O tempo, a palavra, a inovação e a dialética

Mesmo hoje, a precisão para estabelecermos a época do aparecimento do Homo Sapiens ainda é expressa em milênios. Se descobertas recentes colocam em dúvida quando nossos ancestrais surgiram, se há cem ou duzentos mil anos, o que pensar da linguagem falada? Sem deixar marcas no tempo que possam ser investigadas, a origem da palavra, sua forma evolutiva e sua multiplicação compõem um dos grandes mistérios da espécie. Foi e é a linguagem que liga nossa ancestralidade, lá das cavernas ao nosso Iphone. É através dela que a evolução acontece. É através dela que o pensamento toma forma e permite que a comunicação aconteça. A palavra é, de longe, a maior criação da espécie.

A ideia de tempo sugere algo fluido, algo como passado, presente e futuro. A “flecha do tempo”. Aprendemos que o tempo passa como um rio que flui. Não volta. Não há dois tempos iguais. Com o tempo, uma coisa vem após a outra. E, se a ideia, a metáfora de tempo fosse diferente? A morte não fosse apenas a do corpo? E se tivéssemos sido educados com uma semântica flexível, onde todos os tempos vêm e acontecem ao mesmo tempo? Não houvesse o nascer, o crescer, o amadurecer e o morrer, assim, um após o outro… Nas organizações, esse modelo de “tudo simultaneamente”, já que não há fisiologia corpórea. A cultura da organização bem que poderia ser conceitualmente modelada como o corpo do indivíduo.

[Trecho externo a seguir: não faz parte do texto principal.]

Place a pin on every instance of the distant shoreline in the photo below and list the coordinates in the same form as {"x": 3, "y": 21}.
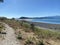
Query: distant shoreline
{"x": 46, "y": 25}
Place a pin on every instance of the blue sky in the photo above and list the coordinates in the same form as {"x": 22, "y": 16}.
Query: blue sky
{"x": 29, "y": 8}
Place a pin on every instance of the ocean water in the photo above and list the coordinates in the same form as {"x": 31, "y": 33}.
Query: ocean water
{"x": 51, "y": 21}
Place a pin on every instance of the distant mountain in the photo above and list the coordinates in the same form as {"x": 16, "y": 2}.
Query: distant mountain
{"x": 50, "y": 17}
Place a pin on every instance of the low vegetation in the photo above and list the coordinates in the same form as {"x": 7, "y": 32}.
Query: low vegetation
{"x": 29, "y": 34}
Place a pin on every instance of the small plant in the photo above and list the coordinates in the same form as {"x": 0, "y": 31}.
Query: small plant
{"x": 32, "y": 27}
{"x": 19, "y": 36}
{"x": 40, "y": 43}
{"x": 29, "y": 42}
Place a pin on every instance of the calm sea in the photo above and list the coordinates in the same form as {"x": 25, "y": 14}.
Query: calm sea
{"x": 52, "y": 21}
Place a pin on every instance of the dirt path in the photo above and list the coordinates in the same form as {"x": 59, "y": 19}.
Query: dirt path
{"x": 10, "y": 38}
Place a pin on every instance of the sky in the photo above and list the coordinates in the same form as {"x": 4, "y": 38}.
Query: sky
{"x": 29, "y": 8}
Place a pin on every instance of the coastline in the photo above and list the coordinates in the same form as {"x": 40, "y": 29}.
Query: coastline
{"x": 46, "y": 25}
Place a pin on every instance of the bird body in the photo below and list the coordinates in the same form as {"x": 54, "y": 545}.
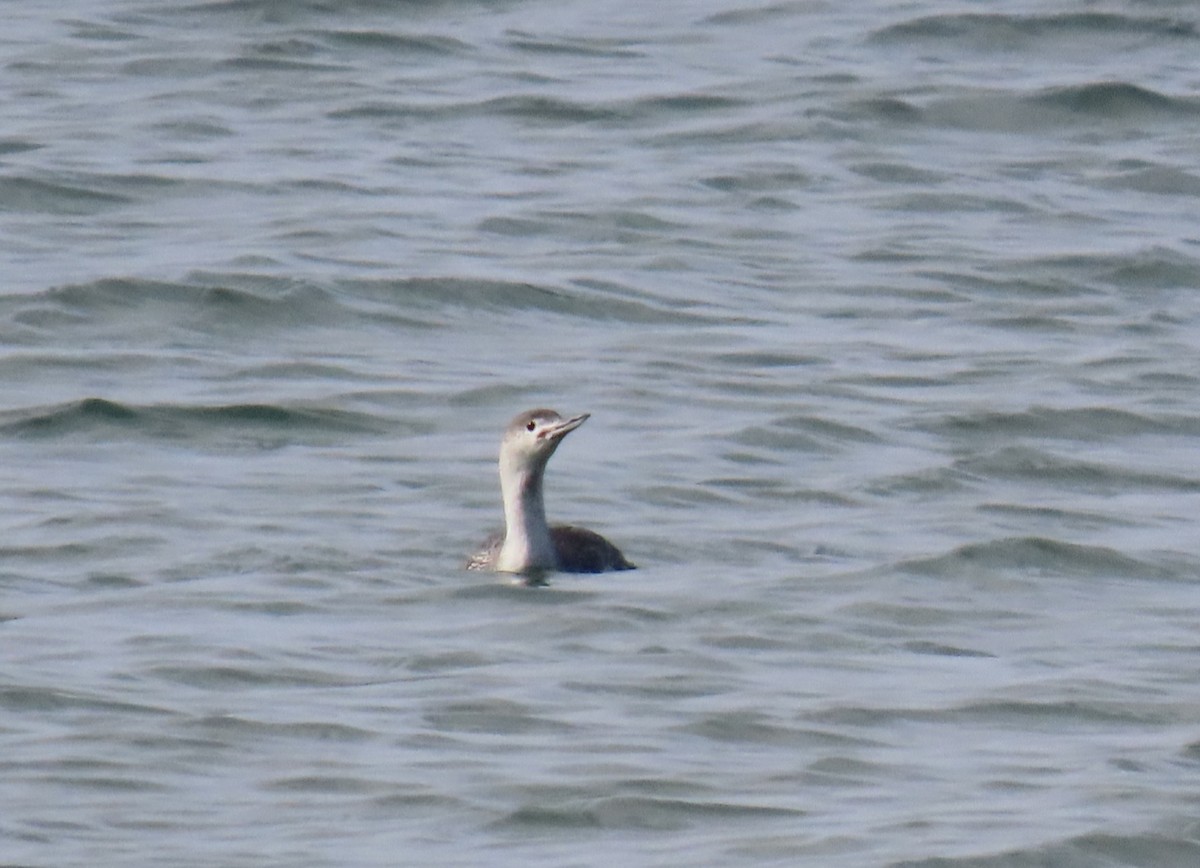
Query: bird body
{"x": 529, "y": 545}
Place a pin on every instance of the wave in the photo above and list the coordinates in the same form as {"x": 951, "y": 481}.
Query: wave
{"x": 997, "y": 31}
{"x": 1037, "y": 555}
{"x": 96, "y": 417}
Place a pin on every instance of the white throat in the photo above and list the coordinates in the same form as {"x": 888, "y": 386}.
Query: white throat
{"x": 528, "y": 546}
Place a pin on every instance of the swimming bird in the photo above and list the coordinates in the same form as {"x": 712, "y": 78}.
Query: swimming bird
{"x": 528, "y": 545}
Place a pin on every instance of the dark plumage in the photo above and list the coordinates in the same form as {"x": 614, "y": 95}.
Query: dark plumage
{"x": 528, "y": 545}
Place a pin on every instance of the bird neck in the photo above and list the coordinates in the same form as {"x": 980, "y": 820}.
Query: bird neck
{"x": 528, "y": 545}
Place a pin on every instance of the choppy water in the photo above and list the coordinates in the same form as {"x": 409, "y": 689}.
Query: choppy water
{"x": 888, "y": 319}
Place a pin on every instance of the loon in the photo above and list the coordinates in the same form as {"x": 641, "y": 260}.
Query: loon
{"x": 529, "y": 546}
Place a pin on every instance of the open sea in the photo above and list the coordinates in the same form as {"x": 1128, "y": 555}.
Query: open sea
{"x": 887, "y": 315}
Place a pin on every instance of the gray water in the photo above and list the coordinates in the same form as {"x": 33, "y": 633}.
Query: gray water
{"x": 887, "y": 316}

Vivemos num tempo em que nascemos, crescemos, amadurecemos e morremos ao mesmo tempo. Como nos reconhecer no espelho? Somos aquele que está em que momento? Nascendo ou morrendo? Na verdade, poderíamos estar nascendo e morrendo. A noção do tempo fluidificado estabelecendo ciclos poderia também ser modelado como uma infinita helicoide em seu processo evolutivo. Uma evolução que carrega ao mesmo tempo os gens da caverna, da espécie, e captura e incorpora os progressos tecnológicos que a palavra nos permitiu.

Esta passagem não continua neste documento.